L’America nel cinema
Secondo Anderson, in risposta alla domanda su chi riesca a raccontare meglio gli Stati Uniti al giorno d’oggi, sono ancora i registi del passato – dall’alto della loro lungimiranza – ad aver una visione nitida del paese in questione. “Alcuni film di Stanley Kubrick, di Orson Welles, di Martin Scorsese raccontano il mio paese attraverso immagini così dense di significato da risultare tuttora estremamente valide ed attuali”. Poi, non facendo nomi, ci dice “confidenzialmente” che anche qualcuno della sua o successiva generazione riesce a farlo con una certa efficacia.
Cousteau
“Jacques-Yves Cousteau è sempre stato il mio idolo sin da quando ero bambino. Seguivo attraverso la televisione i suoi documentari marini e ne rimanevo terribilmente affascinato. Lui era al tempo una vera e propria star del piccolo schermo” afferma Anderson. Il quale ne Le avventure acquatiche di Steve Zissou dichiara di aver ricalcato il personaggio del titolo – interpretato magnificamente da Bill Murray – proprio sulla sua proiezione immaginaria di come poteva essere un mito come Cousteau. Ha anche provato inutilmente a recuperare le sue attrezzature, barca compresa, per utilizzarle nel film ma erano in condizioni troppo precarie per l’usura del tempo. “Ho dedicato il film a Jacques Cousteau anche se nello stesso di lui fisicamente non c’è nulla”. Fortunatamente il cinema di Anderson va molte oltre la semplice superficie dell’acqua, alla ricerca di un’utopia che può anche presentarsi sotto le forme scintillanti di un fantasioso esemplare di “squalo-giaguaro”…

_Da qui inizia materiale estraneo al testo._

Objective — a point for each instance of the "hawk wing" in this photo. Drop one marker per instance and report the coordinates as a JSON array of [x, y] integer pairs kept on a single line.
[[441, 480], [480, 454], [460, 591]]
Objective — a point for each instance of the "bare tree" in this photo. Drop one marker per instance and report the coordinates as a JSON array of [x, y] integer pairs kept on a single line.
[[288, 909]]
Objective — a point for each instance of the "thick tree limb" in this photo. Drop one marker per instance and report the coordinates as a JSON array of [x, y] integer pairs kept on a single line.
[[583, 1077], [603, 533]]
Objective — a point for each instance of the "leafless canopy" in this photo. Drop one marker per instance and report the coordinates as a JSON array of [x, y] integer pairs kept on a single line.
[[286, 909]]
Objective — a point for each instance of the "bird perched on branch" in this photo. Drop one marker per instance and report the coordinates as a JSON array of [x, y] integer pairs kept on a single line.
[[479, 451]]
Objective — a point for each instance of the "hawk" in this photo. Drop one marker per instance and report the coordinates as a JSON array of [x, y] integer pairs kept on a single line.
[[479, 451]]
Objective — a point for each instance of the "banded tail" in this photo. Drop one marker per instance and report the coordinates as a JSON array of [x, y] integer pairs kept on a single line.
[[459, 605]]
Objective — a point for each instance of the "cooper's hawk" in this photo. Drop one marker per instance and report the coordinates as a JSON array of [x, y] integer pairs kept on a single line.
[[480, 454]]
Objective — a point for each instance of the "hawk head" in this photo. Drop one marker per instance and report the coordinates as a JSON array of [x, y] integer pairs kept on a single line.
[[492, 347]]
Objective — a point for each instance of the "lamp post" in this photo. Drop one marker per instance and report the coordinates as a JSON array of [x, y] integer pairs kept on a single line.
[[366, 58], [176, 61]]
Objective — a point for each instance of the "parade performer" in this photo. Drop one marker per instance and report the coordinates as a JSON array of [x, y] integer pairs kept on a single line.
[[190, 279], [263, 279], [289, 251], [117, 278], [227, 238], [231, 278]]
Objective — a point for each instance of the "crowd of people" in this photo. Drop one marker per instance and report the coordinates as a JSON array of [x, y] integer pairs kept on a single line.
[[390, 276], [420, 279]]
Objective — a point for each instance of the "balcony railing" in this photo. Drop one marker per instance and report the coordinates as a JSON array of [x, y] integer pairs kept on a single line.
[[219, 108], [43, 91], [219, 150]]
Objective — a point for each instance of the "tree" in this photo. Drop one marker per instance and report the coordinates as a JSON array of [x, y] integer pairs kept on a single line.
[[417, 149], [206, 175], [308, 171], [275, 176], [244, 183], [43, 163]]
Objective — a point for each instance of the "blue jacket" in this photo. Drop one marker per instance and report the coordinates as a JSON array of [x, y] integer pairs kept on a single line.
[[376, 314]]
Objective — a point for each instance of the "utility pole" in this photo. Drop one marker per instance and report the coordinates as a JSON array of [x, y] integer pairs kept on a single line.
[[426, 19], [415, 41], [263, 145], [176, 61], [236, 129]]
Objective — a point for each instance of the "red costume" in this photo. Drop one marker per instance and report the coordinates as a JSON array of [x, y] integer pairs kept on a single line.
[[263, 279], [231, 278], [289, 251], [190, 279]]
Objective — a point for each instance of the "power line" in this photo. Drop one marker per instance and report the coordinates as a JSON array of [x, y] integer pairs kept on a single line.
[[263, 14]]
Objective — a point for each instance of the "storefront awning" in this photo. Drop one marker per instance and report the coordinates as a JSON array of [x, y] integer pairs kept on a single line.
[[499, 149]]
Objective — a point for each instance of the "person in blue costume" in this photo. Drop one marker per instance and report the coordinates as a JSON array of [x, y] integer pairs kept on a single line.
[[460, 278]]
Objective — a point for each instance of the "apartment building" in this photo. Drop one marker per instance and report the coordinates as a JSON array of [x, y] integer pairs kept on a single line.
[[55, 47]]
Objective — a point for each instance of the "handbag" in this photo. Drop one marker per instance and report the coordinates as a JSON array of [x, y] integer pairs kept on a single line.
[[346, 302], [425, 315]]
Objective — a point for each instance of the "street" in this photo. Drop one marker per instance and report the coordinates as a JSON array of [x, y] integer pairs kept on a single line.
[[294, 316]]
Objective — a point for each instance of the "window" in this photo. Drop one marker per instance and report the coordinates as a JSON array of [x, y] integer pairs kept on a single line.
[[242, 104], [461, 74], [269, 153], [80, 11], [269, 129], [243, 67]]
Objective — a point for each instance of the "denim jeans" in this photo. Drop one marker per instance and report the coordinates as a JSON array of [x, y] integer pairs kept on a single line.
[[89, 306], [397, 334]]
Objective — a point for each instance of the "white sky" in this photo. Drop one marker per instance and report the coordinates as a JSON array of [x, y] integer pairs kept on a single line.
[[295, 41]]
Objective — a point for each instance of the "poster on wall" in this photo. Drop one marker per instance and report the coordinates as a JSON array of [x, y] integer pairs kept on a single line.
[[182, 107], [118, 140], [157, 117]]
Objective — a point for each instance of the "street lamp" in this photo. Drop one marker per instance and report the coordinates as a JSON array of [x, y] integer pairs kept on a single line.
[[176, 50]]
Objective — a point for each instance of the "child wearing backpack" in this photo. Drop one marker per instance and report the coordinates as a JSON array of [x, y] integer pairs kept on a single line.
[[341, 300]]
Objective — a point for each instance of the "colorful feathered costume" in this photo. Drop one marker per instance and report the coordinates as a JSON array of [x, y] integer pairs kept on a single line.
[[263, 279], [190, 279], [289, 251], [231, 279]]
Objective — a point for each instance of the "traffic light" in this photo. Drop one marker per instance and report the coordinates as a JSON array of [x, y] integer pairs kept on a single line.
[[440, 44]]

Controllo di un film ed eventuali sorprese
“Pensavo che girando un film di animazione in stop-motion avessi il pieno controllo registico sull’immagine, al riparo da qualsiasi sorpresa che può sempre presentarsi quando si lavora con attori umani o magari in esterni. Mi sbagliavo della grossa. E’ davvero incredibile quanto gli animatori riescano a mettere di improvvisazione artistica e puro genio nel loro lavoro” confessa candidamente l’autore di Houston, da sempre aperto a qualsivoglia “interferenza” che possa arricchire il suo cinema. Troppo pieno di solari aperture ad influenze esterne per poter solo pensare di risultare cinema pianificato a tavolino.
La volpe e l’uva
“Fantastic Mr. Fox – che ho tratto dal libro di uno degli scrittori che maggiormente hanno caratterizzato la mia crescita, ovvero Roald Dahl – in partenza doveva essere un film riservato ai bambini. Strada facendo è divenuto un progetto adatto anche ad un pubblico adulto. Magari alla fine non avrà propriamente un pubblico di riferimento…” chiude Anderson sorridendo.
Intanto, vedere per credere, è nata una nuova icona della sinistra mondiale. Ha il muso da volpe ed un’astuzia ed ironia senza pari. “Che” Guevara, fatti da parte: sta arrivando l’incontenibile e fantastico Mr. Fox!